During the debate, the two frontrunners initially objected to Lee’s basic income pledge that aims to give people 1 million won ($830) a year, which Yoon called unsustainable.

“It will cost 50 trillion won a year to provide universal welfare with money, and if taxes are raised to fund the program, it will reduce business activities and hinder growth,” Yoon said. . “You cannot expect a sustainable virtuous cycle of growth and well-being.”

Lee defended his brand policy, saying universal income is also mentioned in the PPP’s main policy. The former Gyeonggi governor also pointed out that his welfare programs could be funded without raising taxes.

“We can prepare for it sufficiently by managing the source of tax revenue, such as restructuring tax expenditures, closing tax loopholes, as well as taking into account a natural increase (in budget financing),” he said. declared.

Lee and Yoon also clashed over COVID-19 relief grants, with Lee explaining why the PPP has shifted positions from time to time, and Yoon saying his side has been consistent throughout.

Both Ahn and Sim questioned the funding plans of the two main contenders. Ahn suggested he would focus more on removing welfare blind spots, while Sim said she would pursue welfare programs with tax hikes and ask wealthier people to share the burden.

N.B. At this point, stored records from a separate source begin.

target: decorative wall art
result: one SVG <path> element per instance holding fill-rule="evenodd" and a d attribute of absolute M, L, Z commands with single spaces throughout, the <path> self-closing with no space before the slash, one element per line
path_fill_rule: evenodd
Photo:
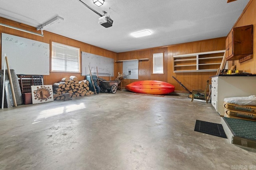
<path fill-rule="evenodd" d="M 52 85 L 31 86 L 32 103 L 44 103 L 52 102 Z"/>

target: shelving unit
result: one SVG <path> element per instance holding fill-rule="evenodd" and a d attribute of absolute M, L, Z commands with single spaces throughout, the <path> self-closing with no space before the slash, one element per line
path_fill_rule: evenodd
<path fill-rule="evenodd" d="M 216 71 L 220 67 L 225 50 L 173 56 L 174 72 Z"/>

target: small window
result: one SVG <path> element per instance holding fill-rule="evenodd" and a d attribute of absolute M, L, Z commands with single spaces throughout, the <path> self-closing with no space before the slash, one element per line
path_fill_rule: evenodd
<path fill-rule="evenodd" d="M 153 54 L 153 74 L 164 73 L 164 53 Z"/>
<path fill-rule="evenodd" d="M 52 42 L 52 71 L 79 72 L 80 49 Z"/>

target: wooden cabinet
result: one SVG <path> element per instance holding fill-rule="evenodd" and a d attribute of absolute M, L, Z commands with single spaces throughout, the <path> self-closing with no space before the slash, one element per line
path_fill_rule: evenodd
<path fill-rule="evenodd" d="M 220 67 L 225 50 L 173 56 L 173 72 L 216 71 Z"/>
<path fill-rule="evenodd" d="M 211 102 L 221 116 L 224 115 L 226 98 L 247 97 L 256 94 L 256 75 L 221 74 L 212 77 Z"/>
<path fill-rule="evenodd" d="M 238 60 L 252 54 L 252 25 L 234 28 L 226 40 L 226 60 Z"/>

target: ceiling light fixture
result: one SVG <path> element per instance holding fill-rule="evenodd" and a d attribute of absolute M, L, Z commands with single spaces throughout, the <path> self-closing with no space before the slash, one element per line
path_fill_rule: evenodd
<path fill-rule="evenodd" d="M 104 0 L 93 0 L 93 3 L 98 6 L 101 6 L 104 3 Z"/>
<path fill-rule="evenodd" d="M 37 31 L 40 30 L 41 30 L 41 31 L 44 30 L 44 29 L 49 27 L 51 25 L 53 24 L 56 22 L 59 23 L 64 20 L 64 18 L 63 18 L 60 17 L 58 16 L 56 16 L 52 20 L 48 21 L 45 23 L 41 25 L 39 27 L 38 27 L 36 28 L 36 30 Z"/>
<path fill-rule="evenodd" d="M 148 30 L 144 30 L 140 32 L 132 33 L 132 35 L 134 37 L 138 38 L 144 36 L 149 35 L 151 35 L 151 33 Z"/>

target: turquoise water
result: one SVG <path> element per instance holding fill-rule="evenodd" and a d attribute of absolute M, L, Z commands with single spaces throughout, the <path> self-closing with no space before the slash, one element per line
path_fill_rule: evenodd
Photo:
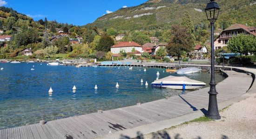
<path fill-rule="evenodd" d="M 33 65 L 35 70 L 32 71 Z M 159 68 L 147 68 L 144 72 L 144 68 L 136 67 L 130 70 L 125 67 L 77 68 L 47 66 L 45 63 L 0 63 L 1 67 L 4 70 L 0 70 L 0 129 L 176 95 L 182 91 L 153 88 L 150 83 L 155 80 L 157 71 L 160 78 L 184 76 L 163 73 L 165 70 Z M 210 74 L 207 73 L 186 76 L 206 82 L 206 86 L 210 81 Z M 217 82 L 223 79 L 216 75 Z M 148 87 L 145 81 L 149 84 Z M 95 84 L 98 86 L 96 90 Z M 74 85 L 77 88 L 75 93 L 72 92 Z M 48 93 L 50 86 L 52 95 Z"/>

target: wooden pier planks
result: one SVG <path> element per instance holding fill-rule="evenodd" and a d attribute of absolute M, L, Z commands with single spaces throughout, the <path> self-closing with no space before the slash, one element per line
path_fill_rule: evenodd
<path fill-rule="evenodd" d="M 252 78 L 244 73 L 227 71 L 229 78 L 216 86 L 218 101 L 240 96 L 249 88 Z M 0 130 L 0 139 L 94 139 L 200 110 L 208 107 L 209 88 L 168 99 L 39 124 Z"/>

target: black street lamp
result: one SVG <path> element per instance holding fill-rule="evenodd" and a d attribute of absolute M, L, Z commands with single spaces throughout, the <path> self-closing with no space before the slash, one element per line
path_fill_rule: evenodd
<path fill-rule="evenodd" d="M 207 4 L 205 8 L 205 13 L 207 16 L 207 19 L 211 24 L 211 81 L 210 85 L 210 91 L 209 94 L 209 104 L 208 105 L 208 111 L 206 116 L 213 119 L 220 119 L 221 116 L 219 114 L 218 104 L 217 103 L 217 94 L 216 91 L 216 82 L 215 77 L 214 68 L 214 22 L 219 15 L 220 7 L 218 4 L 214 2 L 214 0 L 210 0 L 210 2 Z"/>
<path fill-rule="evenodd" d="M 224 57 L 224 57 L 224 53 L 225 52 L 225 51 L 224 51 L 224 50 L 222 50 L 222 67 L 224 68 Z"/>

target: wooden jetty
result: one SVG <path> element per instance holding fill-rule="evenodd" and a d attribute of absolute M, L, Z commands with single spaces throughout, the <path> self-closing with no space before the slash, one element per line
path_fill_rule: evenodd
<path fill-rule="evenodd" d="M 218 102 L 245 93 L 249 74 L 226 71 L 216 86 Z M 0 139 L 94 139 L 207 109 L 209 88 L 132 106 L 0 130 Z M 106 104 L 107 105 L 107 104 Z"/>

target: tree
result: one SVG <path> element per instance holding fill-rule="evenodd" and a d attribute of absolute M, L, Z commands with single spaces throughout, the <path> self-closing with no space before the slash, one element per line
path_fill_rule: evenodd
<path fill-rule="evenodd" d="M 149 58 L 150 57 L 150 55 L 148 52 L 144 51 L 141 53 L 141 57 L 145 58 Z"/>
<path fill-rule="evenodd" d="M 109 51 L 106 54 L 106 59 L 109 59 L 109 61 L 111 60 L 111 58 L 112 58 L 113 54 L 111 53 L 111 51 Z"/>
<path fill-rule="evenodd" d="M 47 25 L 48 25 L 48 21 L 47 21 L 47 19 L 45 18 L 44 19 L 44 30 L 47 30 Z"/>
<path fill-rule="evenodd" d="M 96 53 L 96 57 L 98 59 L 101 59 L 105 56 L 105 52 L 99 51 Z"/>
<path fill-rule="evenodd" d="M 110 46 L 114 44 L 114 40 L 108 36 L 102 36 L 100 39 L 99 45 L 96 48 L 98 51 L 103 51 L 108 52 L 110 51 Z"/>
<path fill-rule="evenodd" d="M 67 26 L 65 26 L 63 28 L 63 32 L 68 32 L 68 29 Z"/>
<path fill-rule="evenodd" d="M 156 51 L 156 56 L 163 57 L 166 56 L 166 50 L 164 46 L 160 46 L 160 48 Z"/>
<path fill-rule="evenodd" d="M 171 56 L 179 56 L 182 51 L 189 52 L 194 50 L 194 40 L 190 37 L 188 29 L 179 25 L 172 26 L 171 33 L 173 34 L 167 45 L 167 52 Z"/>
<path fill-rule="evenodd" d="M 191 34 L 194 32 L 194 27 L 189 12 L 185 11 L 184 13 L 181 25 L 182 27 L 188 29 L 187 31 L 189 33 Z"/>
<path fill-rule="evenodd" d="M 228 44 L 228 49 L 231 51 L 240 54 L 242 55 L 248 55 L 249 53 L 255 53 L 256 48 L 256 38 L 251 35 L 239 34 L 230 38 Z"/>

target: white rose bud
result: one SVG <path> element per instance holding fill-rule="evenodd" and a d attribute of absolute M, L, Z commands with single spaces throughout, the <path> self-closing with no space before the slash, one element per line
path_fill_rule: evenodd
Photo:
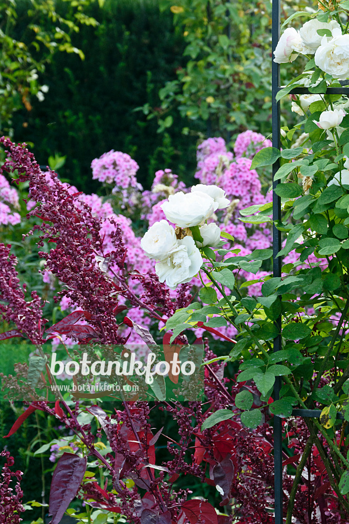
<path fill-rule="evenodd" d="M 211 196 L 201 191 L 187 193 L 178 191 L 170 195 L 168 201 L 160 207 L 170 222 L 180 227 L 191 227 L 209 219 L 218 204 Z"/>
<path fill-rule="evenodd" d="M 178 247 L 175 230 L 166 220 L 155 222 L 141 240 L 141 247 L 149 258 L 167 258 Z"/>
<path fill-rule="evenodd" d="M 302 48 L 302 41 L 297 31 L 294 27 L 288 27 L 281 35 L 274 52 L 274 61 L 278 64 L 293 62 Z"/>
<path fill-rule="evenodd" d="M 315 123 L 320 129 L 329 129 L 339 126 L 345 116 L 345 111 L 343 109 L 323 111 L 320 115 L 319 121 Z"/>
<path fill-rule="evenodd" d="M 198 272 L 202 258 L 191 236 L 178 241 L 178 247 L 166 258 L 157 262 L 155 270 L 160 282 L 165 282 L 170 289 L 178 284 L 189 282 Z"/>
<path fill-rule="evenodd" d="M 322 100 L 322 99 L 320 95 L 301 95 L 299 97 L 300 107 L 299 107 L 298 104 L 297 104 L 295 102 L 292 102 L 291 111 L 302 116 L 306 111 L 307 111 L 309 108 L 310 104 L 312 104 L 313 102 L 318 102 Z"/>
<path fill-rule="evenodd" d="M 192 188 L 192 192 L 201 191 L 206 193 L 215 201 L 217 204 L 217 209 L 225 209 L 230 203 L 230 201 L 226 198 L 226 192 L 217 185 L 206 185 L 205 184 L 197 184 Z"/>
<path fill-rule="evenodd" d="M 338 173 L 336 173 L 332 180 L 329 182 L 328 185 L 339 185 L 340 183 L 345 184 L 347 185 L 349 185 L 349 170 L 348 169 L 342 169 L 342 175 L 341 175 L 340 172 L 339 171 Z"/>
<path fill-rule="evenodd" d="M 344 80 L 349 75 L 349 35 L 332 30 L 332 38 L 324 36 L 315 53 L 316 65 L 333 78 Z"/>
<path fill-rule="evenodd" d="M 217 224 L 211 222 L 210 224 L 204 224 L 200 226 L 200 234 L 204 240 L 203 242 L 196 243 L 199 247 L 205 247 L 205 246 L 217 246 L 219 243 L 221 230 Z"/>
<path fill-rule="evenodd" d="M 322 37 L 318 34 L 318 29 L 329 29 L 329 31 L 332 31 L 336 28 L 340 29 L 340 26 L 335 20 L 332 20 L 328 23 L 320 22 L 317 18 L 313 18 L 312 20 L 306 22 L 298 31 L 306 52 L 313 54 L 320 45 Z"/>

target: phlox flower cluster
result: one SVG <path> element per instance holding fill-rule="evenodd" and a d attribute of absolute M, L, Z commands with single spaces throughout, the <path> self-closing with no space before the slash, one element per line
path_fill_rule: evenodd
<path fill-rule="evenodd" d="M 20 222 L 20 215 L 13 208 L 19 208 L 18 193 L 10 187 L 4 175 L 0 174 L 0 224 L 15 225 Z"/>
<path fill-rule="evenodd" d="M 112 185 L 112 193 L 117 195 L 120 207 L 134 205 L 143 188 L 137 182 L 137 162 L 127 153 L 111 149 L 91 163 L 92 178 L 105 185 Z"/>

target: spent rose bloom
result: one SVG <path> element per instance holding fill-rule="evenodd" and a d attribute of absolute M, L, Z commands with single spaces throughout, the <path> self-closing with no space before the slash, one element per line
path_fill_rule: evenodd
<path fill-rule="evenodd" d="M 329 129 L 339 126 L 345 116 L 345 111 L 343 109 L 323 111 L 320 115 L 319 121 L 315 123 L 320 129 Z"/>
<path fill-rule="evenodd" d="M 189 282 L 198 273 L 202 264 L 200 252 L 191 236 L 178 241 L 178 247 L 168 258 L 155 266 L 160 282 L 165 282 L 170 289 L 178 284 Z"/>
<path fill-rule="evenodd" d="M 314 56 L 316 65 L 333 78 L 344 80 L 349 75 L 349 35 L 332 30 L 332 38 L 324 36 Z"/>
<path fill-rule="evenodd" d="M 226 198 L 226 192 L 224 190 L 217 187 L 217 185 L 206 185 L 205 184 L 193 185 L 192 188 L 192 192 L 195 193 L 197 191 L 206 193 L 211 196 L 217 204 L 217 209 L 225 209 L 230 203 L 230 201 Z"/>
<path fill-rule="evenodd" d="M 218 207 L 213 198 L 201 191 L 170 195 L 161 206 L 166 219 L 180 227 L 197 226 L 209 219 Z"/>
<path fill-rule="evenodd" d="M 329 182 L 328 185 L 339 185 L 340 184 L 345 184 L 349 185 L 349 170 L 342 169 L 342 174 L 340 171 L 334 175 L 332 180 Z"/>
<path fill-rule="evenodd" d="M 319 29 L 329 29 L 332 31 L 335 28 L 340 28 L 340 26 L 335 20 L 330 22 L 320 22 L 317 18 L 313 18 L 306 22 L 298 31 L 305 48 L 305 51 L 313 54 L 321 43 L 322 37 L 318 34 Z"/>
<path fill-rule="evenodd" d="M 302 52 L 302 41 L 294 27 L 288 27 L 280 37 L 274 52 L 274 61 L 278 64 L 293 62 L 299 53 Z"/>
<path fill-rule="evenodd" d="M 217 246 L 219 243 L 221 230 L 217 224 L 211 222 L 210 224 L 204 224 L 200 226 L 200 234 L 202 237 L 203 242 L 196 242 L 199 247 L 205 247 L 205 246 Z"/>
<path fill-rule="evenodd" d="M 141 240 L 141 247 L 149 258 L 165 260 L 178 247 L 173 227 L 166 220 L 155 222 Z"/>
<path fill-rule="evenodd" d="M 321 95 L 301 95 L 299 97 L 300 107 L 296 102 L 292 102 L 291 111 L 302 116 L 306 111 L 307 111 L 309 108 L 310 104 L 322 100 Z"/>

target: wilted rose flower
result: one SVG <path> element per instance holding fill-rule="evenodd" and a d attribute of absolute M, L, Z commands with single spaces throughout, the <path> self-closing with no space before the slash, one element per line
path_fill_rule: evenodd
<path fill-rule="evenodd" d="M 312 104 L 313 102 L 318 102 L 322 100 L 321 95 L 301 95 L 299 97 L 300 107 L 299 104 L 296 103 L 295 102 L 292 102 L 291 111 L 302 116 L 306 111 L 307 111 L 309 108 L 310 104 Z"/>
<path fill-rule="evenodd" d="M 335 20 L 331 20 L 328 23 L 320 22 L 317 18 L 313 18 L 306 22 L 298 31 L 299 36 L 304 46 L 305 51 L 313 54 L 321 43 L 322 37 L 318 34 L 319 29 L 329 29 L 331 31 L 336 28 L 340 29 L 340 26 Z"/>
<path fill-rule="evenodd" d="M 168 258 L 155 266 L 160 282 L 165 282 L 171 289 L 178 284 L 189 282 L 198 272 L 202 264 L 200 252 L 191 236 L 178 241 L 178 247 Z"/>
<path fill-rule="evenodd" d="M 221 230 L 216 224 L 211 222 L 210 224 L 204 224 L 200 226 L 200 234 L 202 237 L 203 242 L 196 242 L 199 247 L 205 247 L 205 246 L 217 246 L 219 243 Z"/>
<path fill-rule="evenodd" d="M 293 62 L 302 51 L 302 41 L 294 27 L 288 27 L 281 35 L 274 52 L 274 61 L 278 64 Z"/>
<path fill-rule="evenodd" d="M 192 192 L 201 191 L 206 193 L 213 199 L 217 204 L 217 209 L 225 209 L 230 203 L 230 201 L 226 198 L 226 192 L 217 185 L 206 185 L 205 184 L 197 184 L 192 188 Z"/>
<path fill-rule="evenodd" d="M 166 220 L 155 222 L 141 240 L 141 247 L 149 258 L 164 260 L 178 247 L 175 230 Z"/>
<path fill-rule="evenodd" d="M 345 116 L 345 111 L 343 109 L 323 111 L 320 115 L 319 121 L 315 123 L 320 129 L 329 129 L 339 126 Z"/>
<path fill-rule="evenodd" d="M 349 170 L 342 169 L 342 174 L 340 171 L 334 175 L 332 180 L 329 182 L 328 185 L 339 185 L 340 184 L 345 184 L 349 185 Z"/>
<path fill-rule="evenodd" d="M 161 206 L 170 222 L 180 227 L 197 226 L 209 219 L 218 207 L 212 197 L 201 191 L 170 195 Z"/>
<path fill-rule="evenodd" d="M 315 63 L 333 78 L 344 80 L 349 75 L 349 35 L 335 28 L 332 35 L 332 38 L 323 37 L 315 53 Z"/>

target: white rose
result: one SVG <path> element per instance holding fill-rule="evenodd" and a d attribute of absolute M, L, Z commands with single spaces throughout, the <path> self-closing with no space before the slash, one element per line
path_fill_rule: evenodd
<path fill-rule="evenodd" d="M 329 182 L 327 185 L 333 185 L 334 184 L 335 185 L 339 185 L 340 183 L 349 185 L 349 170 L 343 169 L 342 170 L 342 176 L 341 176 L 339 171 L 336 173 L 332 180 Z"/>
<path fill-rule="evenodd" d="M 339 126 L 345 116 L 345 111 L 343 109 L 323 111 L 320 115 L 319 121 L 315 123 L 320 129 L 329 129 Z"/>
<path fill-rule="evenodd" d="M 294 27 L 288 27 L 281 35 L 274 52 L 274 61 L 278 64 L 293 62 L 301 52 L 302 41 Z"/>
<path fill-rule="evenodd" d="M 324 36 L 315 53 L 315 63 L 333 78 L 344 80 L 349 75 L 349 35 L 332 30 L 332 38 Z"/>
<path fill-rule="evenodd" d="M 149 258 L 161 260 L 178 247 L 175 231 L 166 220 L 155 222 L 141 241 L 141 247 Z"/>
<path fill-rule="evenodd" d="M 155 265 L 155 270 L 160 282 L 165 282 L 170 289 L 178 284 L 189 282 L 198 272 L 202 258 L 191 236 L 178 240 L 178 247 L 165 260 Z"/>
<path fill-rule="evenodd" d="M 192 188 L 192 192 L 201 191 L 206 193 L 213 199 L 217 204 L 217 209 L 225 209 L 230 203 L 230 201 L 226 198 L 226 192 L 217 185 L 205 185 L 205 184 L 197 184 Z"/>
<path fill-rule="evenodd" d="M 200 227 L 200 234 L 202 237 L 203 242 L 197 242 L 199 247 L 205 246 L 217 246 L 219 243 L 221 230 L 217 224 L 204 224 Z"/>
<path fill-rule="evenodd" d="M 209 195 L 201 191 L 170 195 L 160 206 L 170 222 L 180 227 L 197 226 L 209 219 L 218 206 Z"/>
<path fill-rule="evenodd" d="M 299 97 L 300 107 L 295 102 L 292 102 L 291 111 L 302 116 L 306 111 L 307 111 L 309 108 L 310 104 L 312 104 L 313 102 L 317 102 L 319 100 L 322 100 L 322 99 L 320 95 L 301 95 Z"/>
<path fill-rule="evenodd" d="M 317 18 L 313 18 L 306 22 L 298 31 L 299 36 L 304 46 L 306 53 L 313 54 L 321 43 L 322 37 L 318 34 L 318 29 L 340 29 L 340 26 L 335 20 L 332 20 L 329 23 L 320 22 Z"/>

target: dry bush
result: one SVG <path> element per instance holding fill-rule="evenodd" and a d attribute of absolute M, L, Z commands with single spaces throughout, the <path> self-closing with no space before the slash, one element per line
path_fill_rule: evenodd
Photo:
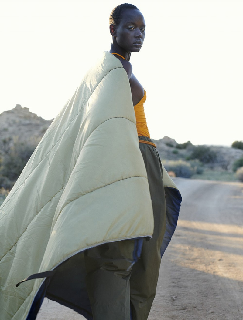
<path fill-rule="evenodd" d="M 243 182 L 243 167 L 240 167 L 237 169 L 235 175 L 239 181 Z"/>

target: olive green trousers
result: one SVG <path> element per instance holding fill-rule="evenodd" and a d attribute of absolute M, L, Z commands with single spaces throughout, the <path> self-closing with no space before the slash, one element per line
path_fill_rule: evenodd
<path fill-rule="evenodd" d="M 139 139 L 152 141 L 146 137 Z M 143 240 L 140 258 L 134 264 L 137 240 L 106 243 L 85 252 L 86 284 L 94 320 L 147 320 L 155 296 L 165 228 L 164 190 L 156 148 L 139 145 L 152 201 L 153 238 Z"/>

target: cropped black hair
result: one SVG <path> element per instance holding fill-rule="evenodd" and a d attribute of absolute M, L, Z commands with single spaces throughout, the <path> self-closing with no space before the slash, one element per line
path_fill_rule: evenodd
<path fill-rule="evenodd" d="M 122 12 L 126 9 L 138 9 L 135 5 L 130 3 L 123 3 L 114 8 L 110 16 L 110 24 L 119 25 L 122 19 Z"/>

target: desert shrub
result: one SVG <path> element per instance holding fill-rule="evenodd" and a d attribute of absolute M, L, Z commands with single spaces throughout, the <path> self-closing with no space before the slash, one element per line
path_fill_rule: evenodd
<path fill-rule="evenodd" d="M 217 154 L 209 147 L 198 146 L 193 149 L 189 159 L 197 159 L 203 164 L 213 164 L 217 162 Z"/>
<path fill-rule="evenodd" d="M 184 143 L 178 143 L 175 147 L 177 149 L 186 149 L 188 147 L 192 145 L 190 141 L 188 141 L 187 142 L 184 142 Z"/>
<path fill-rule="evenodd" d="M 243 157 L 239 158 L 234 162 L 232 166 L 232 170 L 235 172 L 237 169 L 240 167 L 243 167 Z"/>
<path fill-rule="evenodd" d="M 172 143 L 171 143 L 170 142 L 166 142 L 165 143 L 165 144 L 168 147 L 171 147 L 172 148 L 173 148 L 174 147 L 174 145 Z"/>
<path fill-rule="evenodd" d="M 243 167 L 238 168 L 235 174 L 237 179 L 241 182 L 243 182 Z"/>
<path fill-rule="evenodd" d="M 190 164 L 182 160 L 169 161 L 166 162 L 164 165 L 167 171 L 174 172 L 176 177 L 190 178 L 194 173 Z"/>
<path fill-rule="evenodd" d="M 231 146 L 235 149 L 241 149 L 243 150 L 243 141 L 234 141 Z"/>
<path fill-rule="evenodd" d="M 17 141 L 4 155 L 0 164 L 0 187 L 11 189 L 33 153 L 36 146 Z"/>

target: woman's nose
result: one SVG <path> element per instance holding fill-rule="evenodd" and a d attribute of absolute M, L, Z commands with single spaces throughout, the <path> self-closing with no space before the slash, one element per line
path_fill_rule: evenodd
<path fill-rule="evenodd" d="M 138 29 L 138 32 L 136 34 L 136 37 L 138 38 L 141 38 L 142 35 L 142 32 L 141 32 L 141 31 L 139 30 L 139 29 Z"/>

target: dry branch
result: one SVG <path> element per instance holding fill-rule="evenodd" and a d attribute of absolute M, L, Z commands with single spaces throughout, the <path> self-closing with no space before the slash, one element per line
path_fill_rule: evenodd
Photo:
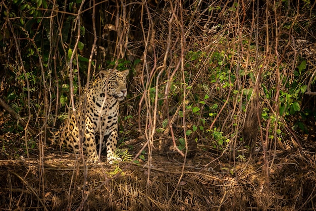
<path fill-rule="evenodd" d="M 1 106 L 2 106 L 8 112 L 9 112 L 9 113 L 11 114 L 14 119 L 18 121 L 18 123 L 19 124 L 22 125 L 24 128 L 26 128 L 32 136 L 36 136 L 37 135 L 38 133 L 35 132 L 32 127 L 30 125 L 27 125 L 27 124 L 26 124 L 26 122 L 21 119 L 19 115 L 17 114 L 14 110 L 12 109 L 8 104 L 7 104 L 6 102 L 5 102 L 1 98 L 0 98 L 0 105 L 1 105 Z"/>

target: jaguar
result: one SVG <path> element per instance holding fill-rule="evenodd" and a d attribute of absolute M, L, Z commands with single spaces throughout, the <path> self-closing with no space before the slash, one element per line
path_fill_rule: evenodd
<path fill-rule="evenodd" d="M 121 161 L 115 154 L 118 141 L 119 101 L 127 94 L 128 70 L 100 71 L 88 90 L 83 92 L 70 118 L 52 137 L 52 144 L 78 152 L 82 146 L 87 162 L 98 163 L 99 149 L 106 148 L 110 163 Z"/>

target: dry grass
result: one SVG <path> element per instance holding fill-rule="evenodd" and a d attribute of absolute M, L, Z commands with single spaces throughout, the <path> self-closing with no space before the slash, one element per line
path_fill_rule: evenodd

Regarding their solutions to population decline, Lee said he would tackle the problem by expanding opportunities for young people with sustainable economic growth.

Yoon called for strengthening the structure of the country’s competitive society before thinking about support measures.

Later, the two leading candidates also exchanged words on gender issues, with Lee criticizing Yoon’s pledge to abolish the Ministry of Gender Equality and Family.

Yoon responded that gender issues should not be addressed with the concept of equal rights for both genders dividing groups.

The two also argued over the definition of feminism, with Yoon saying he thinks it’s part of humanism, and Lee saying it’s a campaign to correct women’s discrimination and inequality.

Wednesday’s debate was the third and final hosted by the National Election Commission, the state’s election watchdog.